I’m a sixth form student up in the north of England, Newcastle to be precise. Aside from working on my A levels, I’m running Artificial Sun Project – my creative outlet, spawned after having electronic music as a hobby for about 3 years. I make electronic music influenced by Glitch, Ambient, Trip Hop and IDM, along with taking part in some side projects – Vicious Force and The W Team.
I’m also a street musician – I play blues with an awesome harmonica player – we call ourselves The Northern Jukes, and do a bit of an electric violin/guitar combo on occasion. I do a bit of photography too – I’m a big fan of run-down industrial landscapes.


2) What are you working on at the moment?

I’m doing a few things. Right now I’m putting up some of the first decent recordings I’ve ever done with the blues duo onto Soundcloud, which is great at these are the first ones we’ve got. I’m also thinking of how to finish a few Artificial Sun Project tracks which have been hanging around for a little while, and I probably have an essay on the go to finish for school.


3) Who inspires you?

- Name an artist who has inspired you.

While it’s not an “Artist” as such, I think this would have to be the band Portishead. Quite a few years ago, I was really, almost exclusively into metal, and while browsing my music collection, I saw that a band I really liked – My Dying Bride I think, had done a cover of the song Roads by Portishead. And it was pretty amazing – really haunting. So that weekend I went out and bought Dummy. I got in that night and listened to them album from start to finish. And just, WOW. It was incredible. It absolutely blew my mind, completely shattered how I looked at and listened to music. I think that album, more than any, changed my life.
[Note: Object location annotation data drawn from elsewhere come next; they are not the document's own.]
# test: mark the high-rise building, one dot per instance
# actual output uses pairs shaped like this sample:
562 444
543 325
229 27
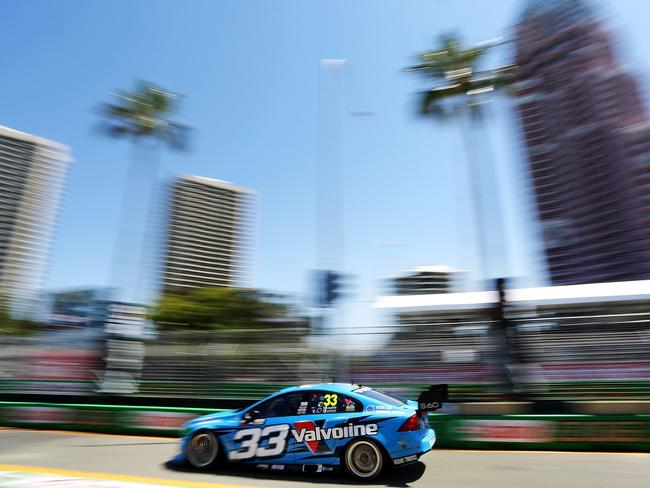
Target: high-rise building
208 234
588 145
425 280
32 176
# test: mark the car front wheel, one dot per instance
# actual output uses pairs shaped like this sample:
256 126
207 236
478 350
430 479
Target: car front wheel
364 459
202 449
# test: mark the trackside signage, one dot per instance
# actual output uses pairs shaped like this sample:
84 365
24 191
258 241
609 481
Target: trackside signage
504 430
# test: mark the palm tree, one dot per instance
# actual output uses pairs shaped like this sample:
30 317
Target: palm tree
141 116
458 92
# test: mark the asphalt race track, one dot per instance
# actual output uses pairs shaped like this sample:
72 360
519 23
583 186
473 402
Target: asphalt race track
45 458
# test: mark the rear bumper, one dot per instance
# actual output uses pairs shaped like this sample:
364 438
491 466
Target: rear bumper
426 444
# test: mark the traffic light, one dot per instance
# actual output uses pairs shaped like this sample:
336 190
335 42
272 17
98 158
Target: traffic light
328 287
332 287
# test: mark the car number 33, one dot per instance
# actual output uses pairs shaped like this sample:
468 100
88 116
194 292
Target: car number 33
275 435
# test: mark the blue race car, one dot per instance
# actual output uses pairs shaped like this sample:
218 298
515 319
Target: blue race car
316 428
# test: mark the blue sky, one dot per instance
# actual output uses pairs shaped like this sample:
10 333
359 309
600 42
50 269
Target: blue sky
250 70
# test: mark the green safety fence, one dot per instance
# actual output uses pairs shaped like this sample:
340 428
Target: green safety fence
537 432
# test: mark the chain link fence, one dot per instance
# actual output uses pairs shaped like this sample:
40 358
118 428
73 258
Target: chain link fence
570 354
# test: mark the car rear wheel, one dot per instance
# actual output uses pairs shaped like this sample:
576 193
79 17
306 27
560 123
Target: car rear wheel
202 449
364 459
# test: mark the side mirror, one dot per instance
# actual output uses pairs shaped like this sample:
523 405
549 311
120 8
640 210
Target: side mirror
251 416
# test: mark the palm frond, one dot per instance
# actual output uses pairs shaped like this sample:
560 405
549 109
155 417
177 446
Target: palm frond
145 114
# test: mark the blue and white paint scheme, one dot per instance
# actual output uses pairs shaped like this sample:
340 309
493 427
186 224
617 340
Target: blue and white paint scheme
317 427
- Name a place that has inspired you.

In my photography I love using run-down, industrial type areas as subject matter. And, while not “industrial” as such, I think the old Get Carter car park in Gateshead was an example. The majority of people saw it as an eyesore, and I could see why, but it was always such an object of mystery to me. It was like a relic of an age that had recently passed, along with the defunct market at the bottom. It just made me think.

- Name some "thing" that has inspired you.

I think a thing that inspired my hugely was my first real exploration into John Cage’s philosophy of sound. The idea that all sounds around us, are music, the soundtrack to life. It made me think of music in a totally different way. That is to say that it’s not limited to keyboards, guitars and violins, but anything. Anything we can hear is music, and that’s a hugely liberating and really great thing, if you’re just prepared to open your ears and listen.


4) What drives you to do what you do?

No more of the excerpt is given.